Impressão 3D eletroquímica e otimização topológica: a nova fronteira em refrigeração de chips

21 de May de 2026 Publicado | Traducido del español

Pesquisadores da Universidade de Illinois Urbana-Champaign apresentaram um método que combina um algoritmo de design matemático com impressão 3D eletroquímica para fabricar placas frias de cobre puro. Essas placas, montadas diretamente sobre os chips, dissipam o calor com uma eficiência sem precedentes, reduzindo a energia destinada à refrigeração dos atuais 30% para apenas 1,1% do consumo total de um data center. Com o avanço da IA e da nuvem, onde se projeta que os data centers consumam até 12% da rede elétrica dos EUA até 2028, essa inovação é crítica.

Placa fria de cobre puro fabricada com impressão 3D eletroquímica para refrigeração de chips semicondutores

Fabricação aditiva de microgeometrias: o papel do cobre puro e do algoritmo topológico 🔥

A chave do avanço reside na otimização topológica, um algoritmo que refina a geometria das aletas das placas frias para maximizar a transferência de calor e minimizar a energia necessária para o fluxo do refrigerante. As formas resultantes são complexas, pontiagudas e com curvaturas impossíveis de obter por fresagem ou fundição convencional. Para materializá-las, os pesquisadores recorrem à impressão 3D eletroquímica, que deposita cobre puro camada por camada sem necessidade de altas temperaturas ou suportes.

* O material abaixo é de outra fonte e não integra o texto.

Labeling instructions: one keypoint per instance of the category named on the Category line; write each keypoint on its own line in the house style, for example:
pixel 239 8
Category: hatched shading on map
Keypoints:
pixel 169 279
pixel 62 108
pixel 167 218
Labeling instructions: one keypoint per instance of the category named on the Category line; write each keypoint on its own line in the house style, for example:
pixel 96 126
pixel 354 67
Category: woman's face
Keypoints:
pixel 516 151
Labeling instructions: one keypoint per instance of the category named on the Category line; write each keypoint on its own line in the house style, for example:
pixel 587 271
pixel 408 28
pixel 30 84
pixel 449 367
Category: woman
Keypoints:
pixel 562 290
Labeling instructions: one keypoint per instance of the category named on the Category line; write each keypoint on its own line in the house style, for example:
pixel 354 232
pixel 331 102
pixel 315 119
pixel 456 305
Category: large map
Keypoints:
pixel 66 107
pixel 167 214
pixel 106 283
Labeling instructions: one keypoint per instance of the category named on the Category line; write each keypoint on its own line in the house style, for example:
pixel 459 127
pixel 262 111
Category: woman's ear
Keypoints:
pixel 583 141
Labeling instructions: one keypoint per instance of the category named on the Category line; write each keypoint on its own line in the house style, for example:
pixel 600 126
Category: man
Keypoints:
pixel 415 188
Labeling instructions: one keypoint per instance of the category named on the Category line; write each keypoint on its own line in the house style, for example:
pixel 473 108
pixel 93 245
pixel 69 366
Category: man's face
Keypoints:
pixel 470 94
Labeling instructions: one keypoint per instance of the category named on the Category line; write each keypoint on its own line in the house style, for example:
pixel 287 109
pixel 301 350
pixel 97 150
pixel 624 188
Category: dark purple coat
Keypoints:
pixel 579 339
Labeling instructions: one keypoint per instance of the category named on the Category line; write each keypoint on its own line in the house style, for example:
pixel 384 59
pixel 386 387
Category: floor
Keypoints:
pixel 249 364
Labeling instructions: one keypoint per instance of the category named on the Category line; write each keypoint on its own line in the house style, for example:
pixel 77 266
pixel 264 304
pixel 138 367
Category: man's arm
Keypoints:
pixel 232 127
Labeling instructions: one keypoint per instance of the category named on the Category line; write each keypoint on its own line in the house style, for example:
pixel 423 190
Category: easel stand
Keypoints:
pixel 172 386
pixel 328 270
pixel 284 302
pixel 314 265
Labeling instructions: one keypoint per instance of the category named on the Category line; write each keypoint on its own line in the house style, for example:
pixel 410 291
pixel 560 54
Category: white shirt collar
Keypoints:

Esse processo permite fabricar estruturas de alta densidade superficial que multiplicam a área de contato térmico, resolvendo o gargalo dos chips modernos, que geram mais calor do que o ar consegue gerenciar eficientemente.

Rumo a uma refrigeração passiva impulsionada por design generativo? ❄️

Além da economia energética imediata, essa técnica abre caminho para um paradigma onde o design dos dissipadores não é limitado pela manufatura, mas pela física. A combinação de algoritmos generativos com impressão 3D eletroquímica sugere que, num futuro próximo, cada chip poderia contar com uma placa fria personalizada, otimizada para seu padrão térmico específico. Isso não apenas reduziria o consumo elétrico dos data centers, mas também permitiria empacotar mais potência de computação em espaços reduzidos, transformando a arquitetura dos servidores e a microfabricação de semicondutores.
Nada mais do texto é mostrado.